P1080911   Nach einer kurzen Wegstrecke entdeckten wir diesen interessanten, bei uns seltenen Baum, einen Zürgelbaum (Celtis occidentalis) mit seinem imposanten und weit ausladenden Geäst.Er gehört zur Familie der Ulmen. Der Parkbaum aus Nordamerika kommt oft im Mississipibecken und im östlichen Kanada vor.

P1080910  Dieser gefallene Baum lag gleich neben dem großen Zürgelbaum und lädt zum „Baumsteigen“ ein. Im Hintergrund wurde schon eine kleine, ziemlich wacklige Plattform auf die starken Äste gebaut.

P1080922 Wir bewunderten die herrlichen Blüten der Kastanien…..

P1080927   …. und kamen dann zu einem Teil unseres Weges der uns faszinierte. Wir schnupperten den knoblauchartigen Geruch von Bärlauch, sahen die ersten Bärlauchpflanzen blühen und dann trauten wir unseren Augen kaum….

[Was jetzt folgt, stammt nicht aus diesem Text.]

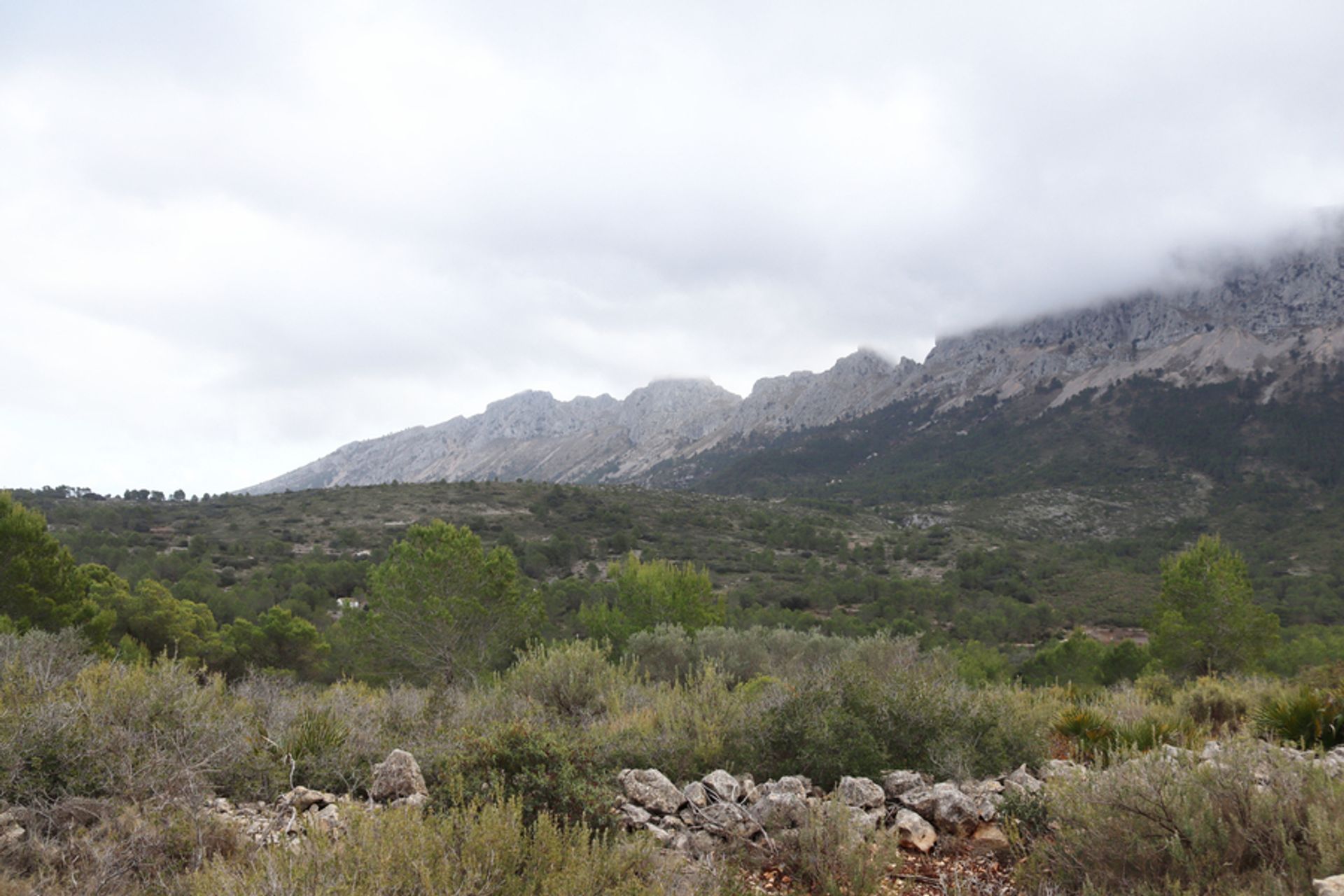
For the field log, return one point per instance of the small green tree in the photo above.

P1080978  … ein weißer Teppich aus Bärlauchblüten erstreckte sich, so weit das Auge reichte…..

P1080970  … wir wanderten für lange Zeit durch ein wahres Bärlauchmeer.

P1080943   Auf diesem Teil unseres Weges wurden wir von einigen brummigen Gesellen begleitet, von Maikäfern. Es machte uns viel Freude die Tiere zu beobachten.

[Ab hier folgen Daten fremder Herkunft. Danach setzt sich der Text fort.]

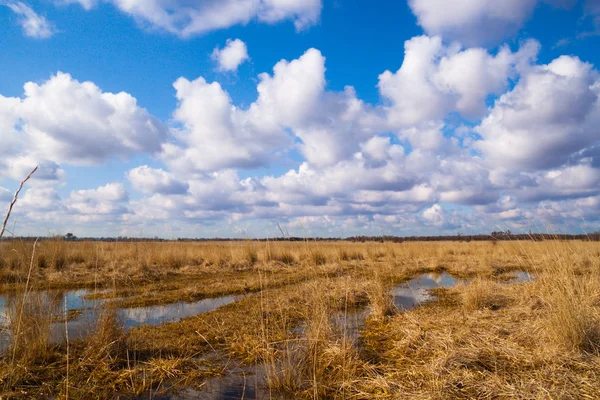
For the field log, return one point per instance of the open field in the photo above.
(318, 319)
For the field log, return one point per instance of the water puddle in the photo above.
(415, 292)
(83, 312)
(156, 315)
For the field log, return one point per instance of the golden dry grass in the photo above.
(485, 338)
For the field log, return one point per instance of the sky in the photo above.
(332, 118)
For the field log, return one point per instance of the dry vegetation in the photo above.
(484, 338)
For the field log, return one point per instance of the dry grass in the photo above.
(487, 338)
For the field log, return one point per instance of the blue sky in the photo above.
(486, 119)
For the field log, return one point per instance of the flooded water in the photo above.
(52, 304)
(156, 315)
(415, 292)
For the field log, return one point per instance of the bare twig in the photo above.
(12, 203)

P1080953  Wir kamen an lauschigen Plätzchen …

P1080969  …. und weitläufigen Streuobstwiesen vorbei.

P1080947   Der alten Baum mit dem Waldrebenbewuchs erinnerte uns an die mächtigen Curtain-fig-Tree Bäume in Australien.

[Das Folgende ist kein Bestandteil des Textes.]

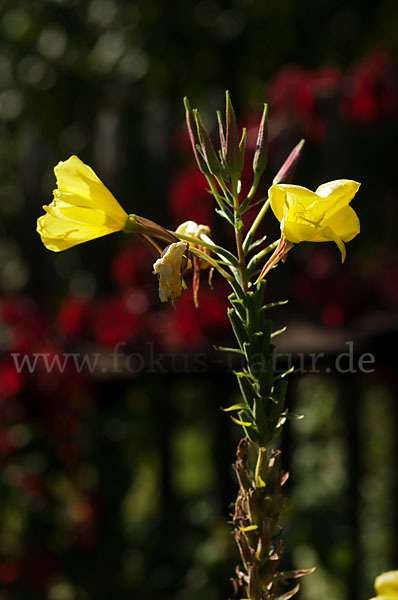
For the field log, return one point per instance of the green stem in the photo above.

P1080984  Zur Mittagsrast wollten wir im linksrheinischen Gasthof „Zum Rheinhof“ einkehren. Die Guntersblumer Fähre sollte uns ans andere Ufer bringen, doch….

P1080986   …. wegen Hochwasser war der Fährverkehr eingestellt. Leider war nirgends ein Hinweisschild an den Infotafeln und so mußten wir, wie auch viele andere Wanderer und Radler, unseren Weg ohne Stärkung fortsetzen.

P1080989  Vielstimmiges Vogelgezwischer begleitete uns vorbei an idyllischen kleinen Seen ….

P1080994  …. durch eine wunderschöne Allee blühender Obstbäume ….

P1080993   Wir bewunderten die wilde Karde …

P1080999   …und kamen nach dieser ausgiebigen Wanderung zu dem denkmalgeschützten Hofgut Guntershausen. Die Gebäude werden heute, nachdem 1983 die Landwirtschaft aufgegeben wurde, für Ausstellungen, Seminare und viele andere Veranstaltungen genutzt.

P1090010   Das Bienenschauhaus erregte unsere Aufmerksamkeit. Die Rückseite ist verglast und mit einer Holztür verschlossen. Bei Veranstaltungen rund um das Bienenjahr öffnet der Imker bestimmt diese Tür und interessierte Kinder und Erwachsene können sich gefahrlos das Innenleben eines Bienenstocks anschauen.

Vom Hofgut Guntershausen war es nur noch ein kurzes Stück bis zum Parkplatz Stockstädter Brücke und dem Ende unserer erlebnisreichen Rundwanderung am Kühkopf.

Wir werden bestimmt wiederkommen, denn wir haben nur einen Teil vom Kühkopf gesehen und die Knoblochsaue wartet auch noch mit neuen, interessanten Eindrücken auf uns.